Well he doesn't beg for food that I am eating. Yeah he follows me around hoping a spill something but never whines. I hope its just him begging for the heck of it rather than actually being hungry but he just seems so convincing.


----------



## Cosy (Feb 9, 2006)

Mine are like that too but they would burst if I kept feeding them. Funny how they always want something they can't have...reminds me of my kids. Haha.


----------



## Harley & Dakotas Mum (Jun 11, 2005)

Harley was the exact same when I first reduced his portion size in a bid for him to lose some weight - he finished what was in his bowl, then looked at the emptyness there - then looked at me as if to say - hey, where's the rest?!

Just be firm, if you know that you are feeding the correct amount, dont waiver, stick to your guns! It's hard, I felt like I was starving him too - but in Harley's case, lets face it, there's plenty there to lose, and little risk of him ever really starving! 

It may take a little while, but eventually Sunny will get used to it - even though it doesn't seem like it now!

Good luck!


----------



## dogloverx3 (Apr 14, 2006)

Grate some carrot into his meals , or use them as a treat . Carrot fills them up but is low in calories . All 4 of mine are trim , taut and terrific . Sarah


----------



## Ladysmom (Oct 19, 2004)

Sunny sounds like my Lady. That girl lives to eat, too! 

Lady got up to a whopping 11 1/2 pounds when I first adopted her because I just keep feeding her since she acted so hungry. She was dx with diabetes a year and a half later so I really learned my lesson!

Green beans save us. I thaw the frozen cut green beans and cut them in half. I put them in her Twist and Treat so she gets to chase them all over which slows her down. They are full of fiber and really fill her up.

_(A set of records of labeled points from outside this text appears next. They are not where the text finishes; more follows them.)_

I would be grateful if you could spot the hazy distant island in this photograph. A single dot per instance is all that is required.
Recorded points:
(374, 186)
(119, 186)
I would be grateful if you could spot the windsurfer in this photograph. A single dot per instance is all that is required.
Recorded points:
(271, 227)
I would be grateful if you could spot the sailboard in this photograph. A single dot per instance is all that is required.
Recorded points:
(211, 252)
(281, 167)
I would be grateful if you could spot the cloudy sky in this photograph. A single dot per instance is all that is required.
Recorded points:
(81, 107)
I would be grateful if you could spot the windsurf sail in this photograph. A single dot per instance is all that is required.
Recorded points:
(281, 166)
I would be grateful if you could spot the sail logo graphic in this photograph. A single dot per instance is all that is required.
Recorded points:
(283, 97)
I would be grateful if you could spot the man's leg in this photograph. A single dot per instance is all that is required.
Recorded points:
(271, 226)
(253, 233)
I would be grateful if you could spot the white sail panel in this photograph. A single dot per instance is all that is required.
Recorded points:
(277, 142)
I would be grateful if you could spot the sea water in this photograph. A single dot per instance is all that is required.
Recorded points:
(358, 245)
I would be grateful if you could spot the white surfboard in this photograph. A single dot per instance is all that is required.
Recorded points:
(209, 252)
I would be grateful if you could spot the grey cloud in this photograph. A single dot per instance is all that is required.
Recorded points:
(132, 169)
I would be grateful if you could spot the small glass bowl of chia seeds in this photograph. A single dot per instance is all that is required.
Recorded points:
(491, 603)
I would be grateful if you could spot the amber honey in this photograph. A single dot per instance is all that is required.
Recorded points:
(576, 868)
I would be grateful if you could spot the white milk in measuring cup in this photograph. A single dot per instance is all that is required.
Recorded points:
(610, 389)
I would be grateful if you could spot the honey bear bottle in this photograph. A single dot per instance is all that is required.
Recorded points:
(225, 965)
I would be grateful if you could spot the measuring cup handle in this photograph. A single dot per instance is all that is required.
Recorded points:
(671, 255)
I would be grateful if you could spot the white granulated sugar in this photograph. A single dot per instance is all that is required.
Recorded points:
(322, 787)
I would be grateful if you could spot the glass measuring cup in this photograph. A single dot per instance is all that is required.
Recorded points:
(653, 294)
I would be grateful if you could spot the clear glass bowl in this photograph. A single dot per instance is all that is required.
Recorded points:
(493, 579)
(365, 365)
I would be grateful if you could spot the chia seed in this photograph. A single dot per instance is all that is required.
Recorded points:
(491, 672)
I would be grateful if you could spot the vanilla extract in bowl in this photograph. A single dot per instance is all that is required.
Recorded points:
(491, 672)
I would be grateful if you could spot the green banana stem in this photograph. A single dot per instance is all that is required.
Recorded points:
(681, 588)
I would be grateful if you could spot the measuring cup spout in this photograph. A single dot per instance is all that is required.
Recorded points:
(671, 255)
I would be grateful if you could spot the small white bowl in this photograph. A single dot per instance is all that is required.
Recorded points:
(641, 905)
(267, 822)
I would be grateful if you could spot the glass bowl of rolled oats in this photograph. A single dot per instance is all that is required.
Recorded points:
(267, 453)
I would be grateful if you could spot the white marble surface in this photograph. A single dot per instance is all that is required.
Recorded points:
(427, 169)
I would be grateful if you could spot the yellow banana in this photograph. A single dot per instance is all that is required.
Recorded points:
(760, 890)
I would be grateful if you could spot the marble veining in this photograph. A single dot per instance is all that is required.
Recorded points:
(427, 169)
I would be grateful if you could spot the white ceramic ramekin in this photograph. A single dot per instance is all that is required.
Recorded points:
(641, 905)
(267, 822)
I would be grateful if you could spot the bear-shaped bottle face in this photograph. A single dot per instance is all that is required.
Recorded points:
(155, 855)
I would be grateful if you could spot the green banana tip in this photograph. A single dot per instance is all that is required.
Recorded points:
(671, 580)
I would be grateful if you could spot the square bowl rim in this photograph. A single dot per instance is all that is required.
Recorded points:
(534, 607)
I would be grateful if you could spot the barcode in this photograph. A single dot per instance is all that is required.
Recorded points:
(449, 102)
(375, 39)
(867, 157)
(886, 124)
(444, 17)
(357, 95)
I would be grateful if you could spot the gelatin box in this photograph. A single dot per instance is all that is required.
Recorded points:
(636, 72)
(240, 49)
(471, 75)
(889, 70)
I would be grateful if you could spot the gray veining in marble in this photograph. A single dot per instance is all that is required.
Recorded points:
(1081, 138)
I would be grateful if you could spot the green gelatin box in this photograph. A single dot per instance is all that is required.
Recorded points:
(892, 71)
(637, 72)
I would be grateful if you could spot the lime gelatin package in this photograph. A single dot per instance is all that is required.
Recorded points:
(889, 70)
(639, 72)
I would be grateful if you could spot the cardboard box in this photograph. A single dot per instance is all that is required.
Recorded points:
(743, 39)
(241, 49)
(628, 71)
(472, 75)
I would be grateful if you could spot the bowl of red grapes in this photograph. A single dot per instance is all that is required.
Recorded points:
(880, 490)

You have to be strong with Sunny. Not only does obesity (along with genetics) cause diabetes, it can cause knee problemss and shorten their life.


----------



## luvmyfurbaby (Feb 11, 2007)

You ladies are lucky I have the opposite problems with them not eating. I just don't think 10 or 15 little kibbles fill them....for the last 2 days they have been getting bored of the raw.


----------



## Scoobydoo (May 26, 2005)

I know what you are going through, Koko is exactly the same, although he is not overweight but he loves his food and if I let him would eat all day long. I find the best way to deal with him is to feed him half his wet food in the morning and put some kibble out for him to nibble, then the other half of his wet food at night with some more of his kibble, all measured for the day's intake, this works well with him.


----------



## momtoboo (Jan 30, 2006)

I have the exact same problem with Boo. He is on reduced calorie dry kibble also & acts like he is starving all the time. He makes numerous trips to the fridge & cabinet during the day, scratching until I really feel bad for him. I do keep green-beans & carrots for him to munch on, but they don't really seem to satisfy him long. I'm thinking some of his behavior is habit & the fact he has me trained so well. I do know how you feel, I hate that Boo seems like he is starving all the time & it bothers me to see him standing at the fridge or cabinets begging for something to eat. He has always done that, even before being on a diet, he just has gotten worse.


----------



## Lilly521 (May 29, 2004)

Well next time I go to the store I will grab him some healthy snacks, probably would hurt to grab myself some as well.....we put some of this weight on together lol.


----------



## totallytotontuffy (May 16, 2007)

If you are sure that the weight gain is due to overfeeding, disregard the rest. Tuffy had been gradually gaining weight and along with that she would sit herself down in the middle of the sidewalk and refuse to walk. I thought it was because she overweight. A couple of weeks ago she had her annual check up and the vet commented about her weight gain. When I told her about Tuffy not wanting to walk, and that I was feeding Tuffy the same portion of food as Toto (who is very trim), the vet suggested that we run some blood tests to check for hypothyroid. The results reflected that her thyroid levels were very low and she has since been on medicine. She too was hungry all the time so I thought I would mention our experience.


----------



## Lilly521 (May 29, 2004)

> If you are sure that the weight gain is due to overfeeding, disregard the rest. Tuffy had been gradually gaining weight and along with that she would sit herself down in the middle of the sidewalk and refuse to walk. I thought it was because she overweight. A couple of weeks ago she had her annual check up and the vet commented about her weight gain. When I told her about Tuffy not wanting to walk, and that I was feeding Tuffy the same portion of food as Toto (who is very trim), the vet suggested that we run some blood tests to check for hypothyroid. The results reflected that her thyroid levels were very low and she has since been on medicine. She too was hungry all the time so I thought I would mention our experience.[/B]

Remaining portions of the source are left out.